Hi,
I compiled psi4 with gcc and mkl without any errors but run into very strange calculation results when using more than one thread.
WARNING: Atomic UHF is not converging! Try casting from a smaller basis or call Rob at CCMST.
WARNING: Atomic UHF is not converging! Try casting from a smaller basis or call Rob at CCMST.
WARNING: Atomic UHF is not converging! Try casting from a smaller basis or call Rob at CCMST.
==> Iterations <==
Total Energy Delta E RMS |[F,P]|
@DF-RKS iter 1: 11195678258397.54296875000000 1.11957e+13 1.52187e+10 DIIS
@DF-RKS iter 2: 10775794413621.77929687500000 -4.19884e+11 5.16664e+09 DIIS
@DF-RKS iter 3: 41638185149742.94531250000000 3.08624e+13 8.32414e+09 DIIS
@DF-RKS iter 4: 24970036998641.09375000000000 -1.66681e+13 8.10810e+09 DIIS
@DF-RKS iter 5: 11717907640880.83593750000000 -1.32521e+13 9.51800e+09 DIIS
When running this job on one thread it converges normally.
So I looked into it and found out that core.cpython-36m-x86_64-linux-gnu.so is linked to both libiomp5.so and libgomp.so.1.
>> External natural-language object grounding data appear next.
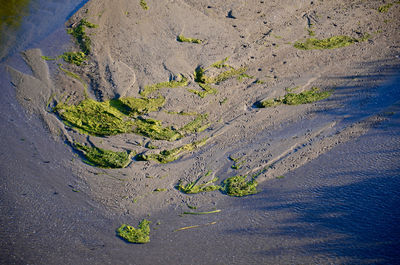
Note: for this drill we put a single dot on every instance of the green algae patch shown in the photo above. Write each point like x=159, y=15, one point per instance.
x=167, y=156
x=103, y=158
x=155, y=130
x=305, y=97
x=329, y=43
x=94, y=118
x=237, y=162
x=144, y=5
x=136, y=106
x=138, y=235
x=170, y=84
x=12, y=12
x=243, y=76
x=205, y=81
x=182, y=38
x=76, y=58
x=193, y=187
x=238, y=186
x=78, y=32
x=199, y=124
I managed to link psi4 only to gomp but this lead to very strange calculation-time/thread ratios:
On my 12core/24thread machine I get the following calculation times (in minutes) dependent on the number of threads.
n1 6.50
n2 2.95
n3 1.90
n4 1.60
n5 1.40
n6 1.55
n7 1.57
n8 1.67
n9 1.70
n10 1.80
n11 1.95
n12 2.10
n13 2.17
n14 2.35
n15 2.53
n16 2.82
n17 3.00
so for some reason I get the best performance for this job with 5 threads.
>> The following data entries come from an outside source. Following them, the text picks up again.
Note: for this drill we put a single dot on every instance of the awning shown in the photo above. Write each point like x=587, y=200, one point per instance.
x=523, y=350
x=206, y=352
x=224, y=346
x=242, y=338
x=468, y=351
I read about strange behavior when using mkl and gomp together so I want to compile psi4 only with iomp5 but up until now all my attempts failed and always ended in a combination of gomp and iomp5.
In FindMathOpenMP.cmake it is stated that it tries “telling-gcc-to-not-link-libgomp-so-it-links-libiomp5-instead” but this seems not to work in my case.
Is there any manual way to remove libgomp when compiling psi4?